# Trawler interiors of the 1920s



## BarryJ (May 28, 2007)

Does anyone know of a source of photos of the interiors (wheelhouse, galley, crew's accommodation, etc) of trawlers from the 1920s era?

I've been asked for help on this subject by a Portuguese model maker, who is building a model of such a trawler.

BarryJ


----------



## BarryJ (May 28, 2007)

My Portuguese correspondent is also interested in plans or diagrams of the interior layout of 1920s trawlers.

I can pass on photos of his very detailed model if anyone is interested.
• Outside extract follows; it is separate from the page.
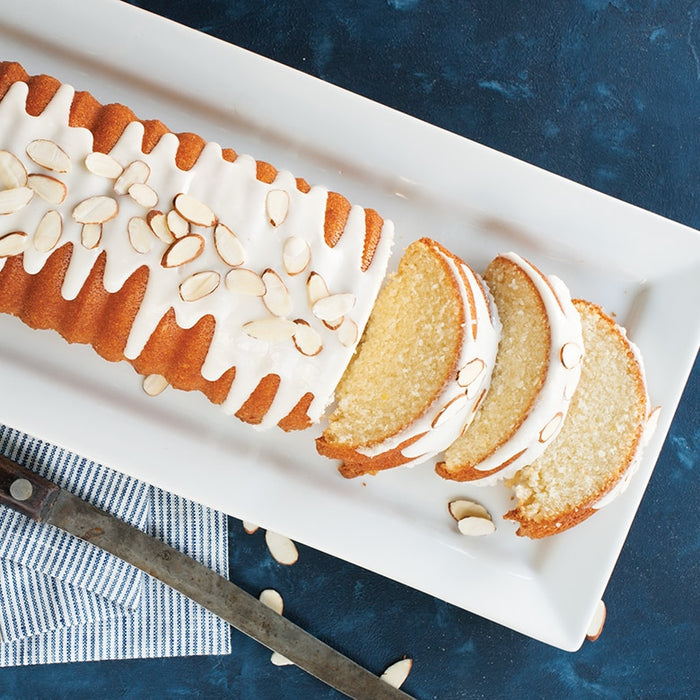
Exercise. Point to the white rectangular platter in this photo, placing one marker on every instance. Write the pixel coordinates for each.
(642, 268)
Contact me by my Google email address on the home page of the Milford Trawlers website.

Barry


----------



## Gavin Gait (Aug 14, 2005)

There is a WW2 propoganda film "Atlantic Trawler" that you can still get off Ebay ( on a VHS or DVD with a film about convoy crews ) that was filmed on a real steam trawler sailing out of Fleetwood which shows the interior of the wheelhouse ( starboard side only tho ) and the crews cabin below.

Apart from that I can only recommend trying some of the heritage museums probably in Fleetwood , Lowestoft or Hull/Grimsby as they should have some photographs of the interior of the trawlers

Davie


----------



## grahamtowa (May 27, 2006)

Think Ive seen that film, Davie. Was the boat named Hondo?


----------



## Gavin Gait (Aug 14, 2005)

Yes Graham it was the Hondo GY


----------



## BarryJ (May 28, 2007)

Thanks Davie - I'll have a go at getting that DVD, and I'll pass the message on.

BarryJ


----------